Después de todo, hoy nos sentimos casi biólogos marinos: a veces cuesta aguzar nuestras neuronas para interceptar alguna hipótesis que nos permita hallar algún dato para entender qué está pasando en las borrosas profundidades de la Argentina. La oposición (la antiperonista y la anti K) se encuentra encallada en la arena de una cierta, profunda e inédita crisis de orientación ¿Suicidio colectivo o imposibilidad de sentir el cambio de las “corrientes”?; ¿decisión o ceguera azarosa? Se habla de inoperancia, de irracionalidad, de locura. Habría que discutir con ésta mirada sobre las cosas, ya que existe una racionalidad, hay un proyecto que, por supuesto es otro, uno que ya conocemos.

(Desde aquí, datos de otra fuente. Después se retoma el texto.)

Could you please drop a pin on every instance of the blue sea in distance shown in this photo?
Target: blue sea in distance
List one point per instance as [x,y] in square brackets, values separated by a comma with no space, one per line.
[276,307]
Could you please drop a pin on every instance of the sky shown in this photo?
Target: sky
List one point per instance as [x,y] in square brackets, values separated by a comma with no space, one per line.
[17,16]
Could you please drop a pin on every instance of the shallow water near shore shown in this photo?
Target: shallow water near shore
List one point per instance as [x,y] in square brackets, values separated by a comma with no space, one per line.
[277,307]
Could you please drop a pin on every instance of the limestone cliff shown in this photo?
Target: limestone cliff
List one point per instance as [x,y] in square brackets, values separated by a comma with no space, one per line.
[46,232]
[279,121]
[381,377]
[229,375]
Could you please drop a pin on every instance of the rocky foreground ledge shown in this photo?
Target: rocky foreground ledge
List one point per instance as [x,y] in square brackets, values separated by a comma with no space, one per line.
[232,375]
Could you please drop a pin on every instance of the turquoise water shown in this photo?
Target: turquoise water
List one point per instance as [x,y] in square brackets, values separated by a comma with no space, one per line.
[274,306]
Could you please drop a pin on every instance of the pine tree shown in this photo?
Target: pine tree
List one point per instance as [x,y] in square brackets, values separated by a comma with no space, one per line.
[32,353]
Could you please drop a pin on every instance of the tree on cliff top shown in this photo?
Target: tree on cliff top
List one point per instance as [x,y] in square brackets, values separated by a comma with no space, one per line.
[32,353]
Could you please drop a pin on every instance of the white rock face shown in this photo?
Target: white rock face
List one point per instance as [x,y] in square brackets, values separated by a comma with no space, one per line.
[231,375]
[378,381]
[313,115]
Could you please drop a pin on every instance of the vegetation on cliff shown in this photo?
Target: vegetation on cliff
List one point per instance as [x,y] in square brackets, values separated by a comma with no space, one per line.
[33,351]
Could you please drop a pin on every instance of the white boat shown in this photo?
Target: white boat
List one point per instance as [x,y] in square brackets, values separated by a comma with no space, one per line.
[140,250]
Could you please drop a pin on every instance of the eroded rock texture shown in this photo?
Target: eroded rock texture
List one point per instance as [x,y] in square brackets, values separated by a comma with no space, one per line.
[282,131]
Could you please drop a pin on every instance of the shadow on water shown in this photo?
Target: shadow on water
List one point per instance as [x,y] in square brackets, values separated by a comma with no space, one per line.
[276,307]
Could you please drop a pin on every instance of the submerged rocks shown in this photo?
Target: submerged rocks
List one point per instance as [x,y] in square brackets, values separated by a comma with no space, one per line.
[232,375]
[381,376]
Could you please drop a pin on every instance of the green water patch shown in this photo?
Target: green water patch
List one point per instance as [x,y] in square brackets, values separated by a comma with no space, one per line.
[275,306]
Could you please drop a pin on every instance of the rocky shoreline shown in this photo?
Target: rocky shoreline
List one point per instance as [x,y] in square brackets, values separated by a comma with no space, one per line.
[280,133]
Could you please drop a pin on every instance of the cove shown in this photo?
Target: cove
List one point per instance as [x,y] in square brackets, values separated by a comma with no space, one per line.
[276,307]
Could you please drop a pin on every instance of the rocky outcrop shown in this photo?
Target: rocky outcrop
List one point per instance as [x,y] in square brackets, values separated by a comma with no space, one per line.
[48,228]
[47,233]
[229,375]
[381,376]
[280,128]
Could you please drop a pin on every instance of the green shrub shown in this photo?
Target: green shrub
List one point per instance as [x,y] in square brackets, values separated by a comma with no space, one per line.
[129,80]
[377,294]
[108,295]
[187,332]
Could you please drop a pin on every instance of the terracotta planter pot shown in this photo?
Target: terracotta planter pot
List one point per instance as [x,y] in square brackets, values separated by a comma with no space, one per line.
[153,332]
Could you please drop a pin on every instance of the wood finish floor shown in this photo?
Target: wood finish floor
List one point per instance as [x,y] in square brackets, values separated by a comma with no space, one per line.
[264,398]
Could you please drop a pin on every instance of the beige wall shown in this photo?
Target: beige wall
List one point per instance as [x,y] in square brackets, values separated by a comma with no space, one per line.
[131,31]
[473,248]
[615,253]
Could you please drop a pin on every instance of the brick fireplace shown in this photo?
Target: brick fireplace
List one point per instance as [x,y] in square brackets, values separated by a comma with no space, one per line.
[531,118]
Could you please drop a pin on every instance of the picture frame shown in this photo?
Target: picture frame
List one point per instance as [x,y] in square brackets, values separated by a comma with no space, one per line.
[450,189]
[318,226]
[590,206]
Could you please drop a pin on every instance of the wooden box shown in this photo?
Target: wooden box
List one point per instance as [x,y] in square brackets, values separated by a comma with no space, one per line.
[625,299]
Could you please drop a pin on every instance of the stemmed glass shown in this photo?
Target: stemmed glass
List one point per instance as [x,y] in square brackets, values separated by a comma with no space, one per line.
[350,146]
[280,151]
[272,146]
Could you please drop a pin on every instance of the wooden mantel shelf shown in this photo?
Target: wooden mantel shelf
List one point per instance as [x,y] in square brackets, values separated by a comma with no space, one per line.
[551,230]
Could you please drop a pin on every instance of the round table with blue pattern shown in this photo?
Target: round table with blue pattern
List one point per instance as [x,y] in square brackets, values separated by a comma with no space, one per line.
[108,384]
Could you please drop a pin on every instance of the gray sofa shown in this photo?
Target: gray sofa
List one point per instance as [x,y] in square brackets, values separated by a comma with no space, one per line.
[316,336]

Las cosas semejan ser lo que realmente son. Así como un mal actor que interpreta un personaje y que no puede nunca olvidarse (ni él ni sus espectadores que saben y lo ocultan) de un sí mismo en el otro, ya no es tan nítidamente posible contener lo evidente ¿Se habrá resuelto el mito de la transparencia en la comunicación y en las relaciones sociales? Pero no. No existe tal transparencia. La opacidad persiste y es hoy más que nunca, el arsenal fundamental que nos nutre en sus ansias de inmiscuirse en el hacer de la política. Así como en el caso de las ballenas, sospechamos, también, del suicidio de la oposición política argentina.